A experiência começa antes mesmo do público se deparar com as músicas no elevador. Do lado de fora, fotos de rostos anônimos sobrepostos com frases como “meus inimigos estão no poder”, que demonstram a força das letras do ídolo no imaginário popular mesmo 23 anos depois de sua morte, já dão uma ideia do que está por vir. O grande objetivo, segundo o curador, é “mostrar como Cazuza transformou poesia em música” — vale lembrar que Cazuza detestava ser chamado de poeta.
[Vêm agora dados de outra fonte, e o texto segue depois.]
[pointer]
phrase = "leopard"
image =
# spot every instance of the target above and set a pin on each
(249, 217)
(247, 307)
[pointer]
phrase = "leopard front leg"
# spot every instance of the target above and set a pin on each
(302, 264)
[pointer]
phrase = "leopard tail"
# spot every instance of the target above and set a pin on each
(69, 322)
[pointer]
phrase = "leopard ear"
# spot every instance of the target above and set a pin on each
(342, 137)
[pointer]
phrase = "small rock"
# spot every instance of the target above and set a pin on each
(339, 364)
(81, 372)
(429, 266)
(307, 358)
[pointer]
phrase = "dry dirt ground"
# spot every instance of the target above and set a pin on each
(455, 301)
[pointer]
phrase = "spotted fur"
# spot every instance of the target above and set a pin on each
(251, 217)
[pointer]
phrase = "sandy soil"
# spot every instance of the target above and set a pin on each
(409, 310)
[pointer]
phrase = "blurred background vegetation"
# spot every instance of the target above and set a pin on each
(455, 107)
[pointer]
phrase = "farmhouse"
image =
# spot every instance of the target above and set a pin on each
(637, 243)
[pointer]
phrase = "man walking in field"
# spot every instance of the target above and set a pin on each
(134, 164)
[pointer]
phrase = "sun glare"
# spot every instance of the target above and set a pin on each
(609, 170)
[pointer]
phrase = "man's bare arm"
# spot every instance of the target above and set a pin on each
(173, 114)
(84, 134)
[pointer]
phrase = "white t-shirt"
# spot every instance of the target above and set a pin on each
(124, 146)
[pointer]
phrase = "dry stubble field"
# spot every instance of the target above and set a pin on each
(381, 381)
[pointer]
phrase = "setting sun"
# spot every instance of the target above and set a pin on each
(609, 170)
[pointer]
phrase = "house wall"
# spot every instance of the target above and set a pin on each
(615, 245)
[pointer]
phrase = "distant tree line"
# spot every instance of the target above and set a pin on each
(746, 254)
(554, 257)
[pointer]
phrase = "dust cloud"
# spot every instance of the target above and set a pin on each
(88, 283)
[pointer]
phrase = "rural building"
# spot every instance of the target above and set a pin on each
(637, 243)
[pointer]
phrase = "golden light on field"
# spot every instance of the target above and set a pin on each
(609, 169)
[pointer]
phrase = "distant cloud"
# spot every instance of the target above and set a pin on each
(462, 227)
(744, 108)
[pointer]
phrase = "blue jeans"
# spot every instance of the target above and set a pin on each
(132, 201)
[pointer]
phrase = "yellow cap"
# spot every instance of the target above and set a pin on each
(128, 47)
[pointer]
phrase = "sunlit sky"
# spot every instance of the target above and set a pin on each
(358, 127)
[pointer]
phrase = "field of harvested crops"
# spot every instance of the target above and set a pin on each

A pincelada biográfica fica por conta da exposição de alguns objetos do cantor, como um par de tênis All Star branco meio encardido, escovas de dente, algumas peças de roupas, alguns manuscritos e seus inconfundíveis óculos escuros e bandana preta.

Pela quantidade de adolescentes entre os visitantes percebe-se que o público de Cazuza não para de se renovar. Muitos deles enfrentam uma fila que dá voltas numa sala para ter seus rostos fotografados, para depois receber a imagem por e-mail com as frases lendárias sobrepostas. A ideia é garantir um avatar cool nas redes sociais. “Não saio sem minha foto. Quero usar no Facebook”, diz uma jovem sorridente enquanto retoca a maquiagem.

Cazuza: o tempo não passa

Há também um espaço com luzes que lembra muito uma balada, onde músicas do “anarquista da MPB” são tocadas em alto e bom som. Depois, por um corredor estreito, o visitante chega a uma pequena sala escura onde estão várias telas verticais que exibem um documentário. No vídeo, depoimentos de personalidades como Marina Lima e Lobão intercalados com especialistas — sociólogos, filósofos e linguistas. Eles analisam as letras e a importância do cantor na identidade política da sua época e, mais recentemente, durante as manifestações de junho de 2013, quando muitas de suas frases ecoaram nas ruas.

Como se tudo isso não fosse o bastante, um karaokê foi montado para dar ao público a oportunidade de cantar com seu ídolo. Numa sala escura, um microfone no pedestal ao centro e o vídeo com a letra da música projetado na parede convidam tímidos e saidinhos para exibir seus melismas. No canto, próximo à saída, na penumbra, uma foto de Cazuza de óculos escuros e bandana dá a impressão de que ele assiste a tudo.

Será que o ascensorista já arriscou soltar a voz?

-——————

O TEMPO NÃO PARA

A exposição ‘CAZUZA mostra sua cara’ segue até 23 de fevereiro no Museu da Língua Portuguesa (Praça da Luz, s/nº − Luz − Centro − São Paulo). O ingresso custa R$ 6.

P.S — Se o seu cartão de crédito é uma navalha, fique tranquilo, aos sábados a entrada é franca.